Studies on the metabolic interactions between 4-methylpyrazole and methanol using the monkey as an animal model

Abstract

Young cynomolgus monkeys, Macaca fascicularis, were chosen as a model to investigate the metabolism of 4-methylpyrazole and its interaction with methanol. Following a single dose of 4-methylpyrazole, the elimination of 4-methylpyrazole from the plasma followed a linear course; at a dose of 50 mg/kg (424 μmol/kg) the constant rate of elimination of 4-methylpyrazole was approximately 13 μmol/kg/h with disappearance of the dose within 35 h. This rate of elimination was slower when the smaller dose of 20 mg 4-methylpyrazole was administered. The primary metabolite of 4-methylpyrazole, 4-hydroxymethylpyrazole, accumulated to levels at most 10% of those of 4-methylpyrazole and did not persist in the plasma after the elimination of 4-methylpyrazole. The concurrent administration of methanol with 4-methylpyrazole inhibited the disappearance of 4-methylpyrazole from the plasma about 25%, which suggested an interaction between the metabolism of the two compounds. As expected from its potent inhibitory effect on alcohol dehydrogenase, 4-methylpyrazole produced a profound and dose-dependent inhibition of the rate of elimination of methanol from the plasma.
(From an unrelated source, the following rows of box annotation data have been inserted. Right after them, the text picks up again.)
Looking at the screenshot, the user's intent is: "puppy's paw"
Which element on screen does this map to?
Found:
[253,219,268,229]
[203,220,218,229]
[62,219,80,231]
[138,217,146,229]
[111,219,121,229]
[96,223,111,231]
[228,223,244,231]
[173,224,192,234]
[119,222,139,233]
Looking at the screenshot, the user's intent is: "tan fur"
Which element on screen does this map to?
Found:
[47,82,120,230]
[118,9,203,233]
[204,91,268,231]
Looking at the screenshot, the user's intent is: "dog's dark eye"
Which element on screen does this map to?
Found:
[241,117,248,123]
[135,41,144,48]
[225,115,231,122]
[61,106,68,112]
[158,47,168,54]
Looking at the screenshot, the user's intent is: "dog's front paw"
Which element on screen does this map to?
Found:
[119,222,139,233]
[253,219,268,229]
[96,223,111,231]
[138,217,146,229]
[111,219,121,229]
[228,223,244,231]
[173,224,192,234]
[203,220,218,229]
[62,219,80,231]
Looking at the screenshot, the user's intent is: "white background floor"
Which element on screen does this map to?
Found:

In addition, 4-methylpyrazole at a plasma level of greater than 10 μ m was capable of preventing the accumulation of formic acid in methanol poisoned monkeys. In such a way 4-methylpyrazole repeatedly injected in various dose combinations was able to reverse methanol toxicity in the monkey. These studies indicated the usefulness of the monkey as a model to study 4-methylpyrazole activity and toxicity in light of its possible use to treat methanol poisoning in man.